12 October 2010

Keeping Your Word


Another good point from today's second reading at Morning Prayer in the breviary is the importance of keeping one's word. Saint James exhorts the faith to make their statement of "yes" mean yes, and their statements of "no" mean no. I do wonder what percentage of the population in today's culture actually believes in keeping their word. There is indeed too much insincerity in the world today. It has always been a problem and one that we cannot simplify by blaming it on the modern age. In the modern age, though, it does seem far more rampant than in the recent past.
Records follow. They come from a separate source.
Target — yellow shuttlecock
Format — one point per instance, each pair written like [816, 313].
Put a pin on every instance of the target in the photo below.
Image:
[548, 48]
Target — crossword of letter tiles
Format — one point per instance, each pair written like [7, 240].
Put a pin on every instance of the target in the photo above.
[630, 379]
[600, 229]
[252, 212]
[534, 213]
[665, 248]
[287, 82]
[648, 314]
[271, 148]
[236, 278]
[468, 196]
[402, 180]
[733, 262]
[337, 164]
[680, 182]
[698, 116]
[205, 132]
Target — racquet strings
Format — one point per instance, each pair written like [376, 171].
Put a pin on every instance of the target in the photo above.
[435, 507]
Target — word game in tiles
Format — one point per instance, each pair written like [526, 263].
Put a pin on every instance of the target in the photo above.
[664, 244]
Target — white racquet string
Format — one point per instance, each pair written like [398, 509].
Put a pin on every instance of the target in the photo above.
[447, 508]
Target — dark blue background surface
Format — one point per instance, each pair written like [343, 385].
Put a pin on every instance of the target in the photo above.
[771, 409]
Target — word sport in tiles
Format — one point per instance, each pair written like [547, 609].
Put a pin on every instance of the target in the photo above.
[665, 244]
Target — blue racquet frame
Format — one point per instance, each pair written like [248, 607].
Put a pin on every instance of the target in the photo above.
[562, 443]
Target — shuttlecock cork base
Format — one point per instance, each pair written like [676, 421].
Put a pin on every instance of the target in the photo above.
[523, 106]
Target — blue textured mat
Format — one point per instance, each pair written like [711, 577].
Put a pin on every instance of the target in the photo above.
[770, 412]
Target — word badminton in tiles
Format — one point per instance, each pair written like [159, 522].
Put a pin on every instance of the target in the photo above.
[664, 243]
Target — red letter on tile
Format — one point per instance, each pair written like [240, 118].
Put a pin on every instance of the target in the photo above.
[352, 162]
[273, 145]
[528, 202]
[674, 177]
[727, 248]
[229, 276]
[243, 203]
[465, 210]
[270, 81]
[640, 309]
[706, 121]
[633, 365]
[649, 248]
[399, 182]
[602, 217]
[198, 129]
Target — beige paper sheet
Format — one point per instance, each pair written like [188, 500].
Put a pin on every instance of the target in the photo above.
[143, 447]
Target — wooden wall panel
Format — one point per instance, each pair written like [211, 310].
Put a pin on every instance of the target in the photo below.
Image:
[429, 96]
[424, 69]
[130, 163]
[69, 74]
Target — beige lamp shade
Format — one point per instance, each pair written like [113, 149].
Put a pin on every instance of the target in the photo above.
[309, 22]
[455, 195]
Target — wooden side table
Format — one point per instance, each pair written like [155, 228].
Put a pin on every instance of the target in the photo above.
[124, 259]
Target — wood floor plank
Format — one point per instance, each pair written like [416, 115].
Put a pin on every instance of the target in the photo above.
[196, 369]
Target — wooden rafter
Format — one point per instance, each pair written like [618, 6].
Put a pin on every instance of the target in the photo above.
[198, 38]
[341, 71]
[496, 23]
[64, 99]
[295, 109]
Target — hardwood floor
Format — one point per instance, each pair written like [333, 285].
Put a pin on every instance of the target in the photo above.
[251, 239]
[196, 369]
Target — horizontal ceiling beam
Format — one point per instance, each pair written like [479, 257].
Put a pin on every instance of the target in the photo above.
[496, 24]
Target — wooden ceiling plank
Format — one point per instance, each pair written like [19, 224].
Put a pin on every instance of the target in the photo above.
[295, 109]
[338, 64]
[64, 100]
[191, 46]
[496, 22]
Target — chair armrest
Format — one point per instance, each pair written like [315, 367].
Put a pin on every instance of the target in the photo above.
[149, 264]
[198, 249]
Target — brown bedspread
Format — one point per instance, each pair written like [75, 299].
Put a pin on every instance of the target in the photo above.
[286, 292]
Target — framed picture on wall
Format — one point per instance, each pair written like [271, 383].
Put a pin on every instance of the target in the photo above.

Not keeping one's word ultimately comes down to an act of selfishness. (See the earlier posting today on the power of prayer). People may not keep their word because they forget. Some of that can be attributed to general human frailty and not anything inherently evil. Beyond a point, though, this "forgetfulness" simply is a lack of respect for one's fellow man. One fails to feel any responsibility to anyone other than one's self or one's interests, so they "forget." We don't call it the "Me Generation" for nothing.

And then there are machinations. This is an extension of selfishness as well. One makes promises to whomever simply for the end it can produce and then does not hesitate to break the promises when it no longer suits their purposes. Some call this "just business, nothing personal." Some think it is being clever, or attribute it to survival of the fittest. I, on the other hand, tend to think St. James promotes the correct answer when he says that those whose word means nothing are deserving of condemnation. Oh how wrong the world has gone. It seems we have forgotten we are brothers and sisters in Christ. In my time working overseas, I have seen this as much if not more than in the United States. It is truly a global problem.

I am reminded of what Big Daddy said in Cat on a Hot Tin Roof. "There ain't nuthin' more powerful than the smell of mendacity!" Let's say what we mean and mean what we say and think about our fellow man, and the world will be a better place.